Federal Bank | CMP: Rs 209.4
Federal Bank has surpassed the crucial resistance of the previous swing high placed at Rs 203. The stock price has risen with a jump in volumes. It is placed above all important moving averages, indicating a bullish trend on all time frames. The Private Bank index has started outperforming over the last couple of weeks. Indicators and oscillators have turned bullish on the daily charts.
Strategy: Buy
Target: Rs 224, Rs 240
Stop-Loss: Rs 195
Mastek | CMP: Rs 3,226
Mastek has surpassed the crucial resistance of the previous swing high of Rs 3,145. The stock is placed near its 52-week high and is now marching towards its all-time high. The primary trend of the stock is bullish, as it has been sustaining above all important moving averages. Indicators and oscillators have been showing strength on the weekly and monthly charts.
Strategy: Buy
Target: Rs 3,475
Stop-Loss: Rs 3,050
Krishna Institute of Medical Sciences | CMP: Rs 595
Krishna Institute of Medical Sciences has broken out from the multi-week consolidation by crossing the level of Rs 580. Short-term moving averages are trading above medium to long-term moving averages, which indicates a bullish trend. The stock has recently registered a fresh all-time high at Rs 606 with rising volumes. The healthcare sector has been outperforming for the last couple of weeks.
Strategy: Buy
Target: Rs 634
Stop-Loss: Rs 560
Rajesh Palviya, Senior Vice President Research (Head Technical Derivatives) at Axis Securities
Krsnaa Diagnostics | CMP: Rs 972
Krsnaa Diagnostics is in a strong uptrend across all time frames, forming a series of higher tops and bottoms, which shows bullish sentiment. Recently, the stock recaptured its 20-day SMA (Simple Moving Average) and rebounded sharply, indicating buying force. With the current close, the stock has decisively broken out past the three-week "multiple resistance" zone of Rs 960 on a closing basis, indicating a positive bias. Over the past couple of months, a significant increase in volumes signifies higher participation. The stock is well-placed above its 20, 50, 100, and 200-day SMAs, with these averages also inching upwards along with the price rise, which reaffirms the bullish trend.

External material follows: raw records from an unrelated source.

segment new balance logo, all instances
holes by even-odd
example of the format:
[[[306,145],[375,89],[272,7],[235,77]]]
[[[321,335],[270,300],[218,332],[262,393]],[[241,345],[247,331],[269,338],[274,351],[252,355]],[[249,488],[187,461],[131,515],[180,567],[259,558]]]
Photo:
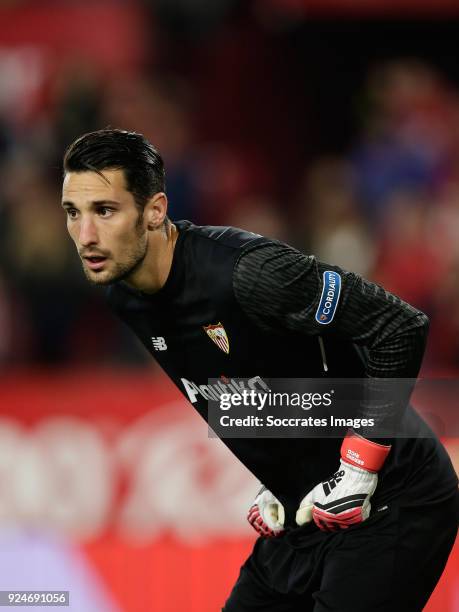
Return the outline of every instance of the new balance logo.
[[[322,488],[324,490],[325,495],[330,495],[330,493],[333,491],[336,485],[341,482],[341,480],[343,479],[343,476],[344,476],[344,470],[341,470],[333,474],[333,476],[329,480],[326,480],[325,482],[322,483]]]
[[[167,344],[162,336],[152,336],[151,341],[155,351],[167,351]]]

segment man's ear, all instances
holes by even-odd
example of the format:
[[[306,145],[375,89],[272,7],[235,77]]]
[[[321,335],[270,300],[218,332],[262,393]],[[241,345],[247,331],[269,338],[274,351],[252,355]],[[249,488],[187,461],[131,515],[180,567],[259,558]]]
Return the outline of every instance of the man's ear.
[[[157,230],[163,225],[167,215],[167,204],[167,196],[162,191],[155,193],[145,204],[143,215],[149,231]]]

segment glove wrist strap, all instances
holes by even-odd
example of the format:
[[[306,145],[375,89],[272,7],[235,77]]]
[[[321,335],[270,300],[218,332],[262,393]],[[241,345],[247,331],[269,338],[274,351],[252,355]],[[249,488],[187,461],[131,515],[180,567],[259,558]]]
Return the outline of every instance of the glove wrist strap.
[[[341,445],[341,459],[367,472],[379,472],[391,447],[370,442],[349,430]]]

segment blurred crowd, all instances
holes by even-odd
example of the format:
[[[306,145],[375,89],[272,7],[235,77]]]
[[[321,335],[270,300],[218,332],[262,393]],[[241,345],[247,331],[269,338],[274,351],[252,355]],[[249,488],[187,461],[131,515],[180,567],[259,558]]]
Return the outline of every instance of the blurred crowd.
[[[431,320],[425,370],[459,366],[459,97],[413,60],[368,75],[361,131],[300,192],[301,245],[383,285]]]
[[[212,137],[203,113],[212,93],[199,82],[152,70],[104,80],[76,61],[39,100],[24,89],[15,95],[0,71],[3,369],[150,364],[107,311],[103,292],[84,279],[60,208],[65,147],[107,125],[142,132],[159,148],[172,219],[285,240],[382,284],[430,316],[426,368],[459,367],[456,86],[416,60],[373,67],[347,150],[296,158],[286,178],[285,143],[276,155],[256,137],[237,144]],[[277,116],[279,130],[282,121]]]

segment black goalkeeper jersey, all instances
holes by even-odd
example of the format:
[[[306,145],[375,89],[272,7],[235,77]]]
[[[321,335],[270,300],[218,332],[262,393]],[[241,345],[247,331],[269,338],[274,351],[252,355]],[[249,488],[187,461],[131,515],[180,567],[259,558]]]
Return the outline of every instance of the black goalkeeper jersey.
[[[164,286],[145,294],[120,282],[107,296],[204,419],[210,378],[417,376],[428,327],[419,310],[281,242],[233,227],[175,225]],[[372,405],[366,416],[377,420]],[[427,425],[411,408],[403,418],[413,438],[393,440],[374,507],[395,497],[433,500],[457,486]],[[340,439],[222,441],[284,504],[290,524],[304,495],[339,465]]]

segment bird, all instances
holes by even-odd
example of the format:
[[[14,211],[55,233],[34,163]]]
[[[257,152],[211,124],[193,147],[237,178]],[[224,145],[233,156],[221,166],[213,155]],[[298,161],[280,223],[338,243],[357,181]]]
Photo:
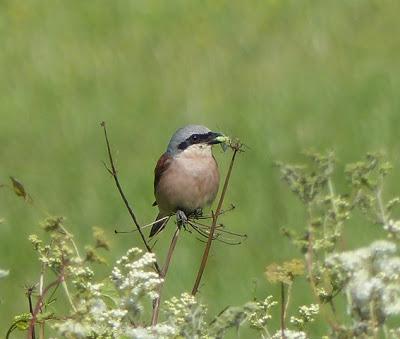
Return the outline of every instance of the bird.
[[[153,206],[158,206],[150,238],[162,231],[173,213],[189,216],[212,204],[219,189],[218,164],[212,146],[225,143],[224,134],[201,125],[179,128],[154,169]]]

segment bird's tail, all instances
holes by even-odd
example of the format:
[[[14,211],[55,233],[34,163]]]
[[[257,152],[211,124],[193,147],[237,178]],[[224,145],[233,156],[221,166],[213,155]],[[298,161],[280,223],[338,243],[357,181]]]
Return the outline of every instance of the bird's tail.
[[[158,213],[156,222],[151,227],[150,238],[155,236],[158,232],[161,232],[164,229],[165,225],[167,225],[169,218],[164,219],[165,217],[166,216],[164,214],[161,214],[161,212]]]

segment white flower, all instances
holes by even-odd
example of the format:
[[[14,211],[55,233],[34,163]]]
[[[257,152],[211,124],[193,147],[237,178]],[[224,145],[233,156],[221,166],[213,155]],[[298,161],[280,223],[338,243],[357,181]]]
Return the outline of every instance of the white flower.
[[[383,255],[395,254],[397,247],[393,242],[387,240],[377,240],[369,245],[369,249],[374,257],[381,257]]]
[[[339,264],[345,272],[352,274],[359,267],[364,266],[370,257],[369,248],[360,248],[355,251],[332,254],[327,258],[326,263],[328,266]]]
[[[129,328],[124,335],[135,339],[174,338],[178,335],[177,329],[165,323],[152,327]]]
[[[396,280],[400,277],[400,257],[384,257],[375,262],[374,269],[380,272],[383,278]]]
[[[278,330],[272,339],[282,339],[282,331]],[[285,330],[285,339],[307,339],[307,336],[303,331]]]
[[[84,326],[72,319],[67,319],[55,325],[59,334],[71,338],[87,338],[90,333],[90,326]]]
[[[5,271],[0,269],[0,278],[4,278],[6,276],[8,276],[8,274],[10,273],[10,271]]]
[[[400,233],[400,220],[394,221],[390,219],[387,224],[383,225],[383,229],[389,233]]]
[[[400,314],[400,286],[389,284],[382,292],[382,308],[386,316]]]

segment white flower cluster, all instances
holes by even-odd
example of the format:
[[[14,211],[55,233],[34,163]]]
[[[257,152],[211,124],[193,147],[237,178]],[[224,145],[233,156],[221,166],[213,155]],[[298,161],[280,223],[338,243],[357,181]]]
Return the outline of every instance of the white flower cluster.
[[[8,276],[9,273],[10,273],[10,271],[0,269],[0,278],[4,278],[4,277]]]
[[[400,220],[390,219],[387,223],[383,225],[383,229],[389,232],[392,236],[400,235]]]
[[[396,251],[394,243],[380,240],[327,258],[327,266],[346,282],[349,313],[380,322],[400,314],[400,257]]]
[[[157,273],[151,271],[156,261],[154,253],[146,252],[138,259],[141,254],[138,248],[130,249],[111,272],[110,278],[120,293],[125,294],[127,305],[137,302],[144,295],[157,298],[157,288],[163,282]]]
[[[68,273],[73,277],[72,283],[80,292],[93,291],[95,295],[98,294],[99,288],[92,288],[91,280],[93,280],[94,272],[87,266],[68,266]]]
[[[67,338],[87,338],[91,331],[90,324],[81,324],[73,319],[61,321],[56,323],[53,327],[58,331],[59,335]]]
[[[206,308],[194,296],[182,293],[180,298],[167,300],[165,308],[167,323],[179,332],[177,335],[192,338],[203,334]]]
[[[257,329],[263,329],[267,326],[268,320],[272,318],[269,313],[270,308],[277,304],[272,298],[272,295],[270,295],[264,301],[258,302],[255,305],[256,309],[249,315],[250,326]]]
[[[137,248],[130,249],[112,270],[110,280],[115,287],[110,287],[106,281],[96,283],[89,267],[70,266],[68,273],[80,293],[77,312],[68,321],[56,323],[54,327],[59,334],[71,338],[92,335],[102,338],[168,337],[167,334],[172,332],[167,325],[132,328],[130,321],[140,315],[142,297],[150,296],[154,299],[157,296],[156,291],[162,280],[152,271],[154,262],[153,254],[142,254]],[[111,288],[111,296],[108,297],[113,300],[112,307],[103,300],[104,289],[107,288]]]
[[[307,323],[311,323],[315,320],[315,316],[319,312],[318,304],[311,304],[310,306],[303,305],[299,307],[299,316],[290,317],[290,322],[298,329],[304,329]]]
[[[285,339],[307,339],[307,336],[303,331],[285,330],[284,334]],[[282,331],[276,331],[272,336],[272,339],[282,339]]]
[[[113,331],[121,328],[122,320],[127,315],[127,310],[119,308],[107,309],[107,305],[102,299],[92,299],[90,302],[90,315],[95,320],[94,328],[96,332],[105,332],[107,329]],[[97,328],[96,328],[97,327]]]
[[[130,328],[125,331],[126,337],[137,339],[176,338],[177,335],[177,328],[165,323],[152,327]]]

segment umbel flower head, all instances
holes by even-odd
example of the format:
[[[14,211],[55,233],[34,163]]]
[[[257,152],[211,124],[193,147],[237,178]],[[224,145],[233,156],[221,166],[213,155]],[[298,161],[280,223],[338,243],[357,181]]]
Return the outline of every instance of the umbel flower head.
[[[116,262],[109,280],[101,283],[94,281],[90,268],[73,267],[70,274],[80,296],[77,311],[54,327],[60,335],[70,338],[143,337],[138,335],[140,331],[152,335],[146,328],[138,328],[134,335],[131,321],[141,315],[143,299],[157,297],[162,280],[152,271],[154,262],[152,253],[143,254],[142,250],[132,248]],[[168,332],[166,328],[154,331],[158,330]]]
[[[400,314],[400,257],[396,244],[379,240],[368,247],[334,253],[326,265],[343,285],[348,311],[361,321]]]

The daily, weekly, and monthly strength indicator RSI are all in positive territory, justifying the rising strength across all time frames. Investors should buy, hold, and accumulate this stock.
Strategy: Buy
Target: Rs 1,020, Rs 1,085
Stop-Loss: Rs 930
DLF | CMP: Rs 803.4
Since January 2024, DLF has been consolidating in a broad range between Rs 950-740, representing a medium-term sideways trend. The stock recently marked a weekly low of Rs 744 around the one-year "multiple demand" zone of Rs 740 and rebounded sharply, showing a strong comeback of bulls. The significant increase in volumes indicates higher participation. The daily strength indicator RSI has turned bullish, suggesting rising strength at lower levels. Investors should buy, hold, and accumulate this stock.
Strategy: Buy
Target: Rs 855, Rs 925
Stop-Loss: Rs 775
Stove Kraft | CMP: Rs 781
In the past couple of months, Stove Kraft has witnessed a sharp price correction from the Rs 967 level. However, with the current week's strong gains, the stock has observed good buying momentum from its previous breakout zone of Rs 700. On the weekly and monthly charts, the stock is in a strong uptrend, forming a series of higher tops and bottoms, indicating that such minor corrections towards prior support zones remain a buying opportunity. Investors should buy, hold, and accumulate this stock.
Strategy: Buy
Target: Rs 890, Rs 955
Stop-Loss: Rs 745
Disclaimer: The views and investment tips expressed by investment experts on Moneycontrol.com are their own and not those of the website or its management. Moneycontrol.com advises users to check with certified experts before taking any investment decisions.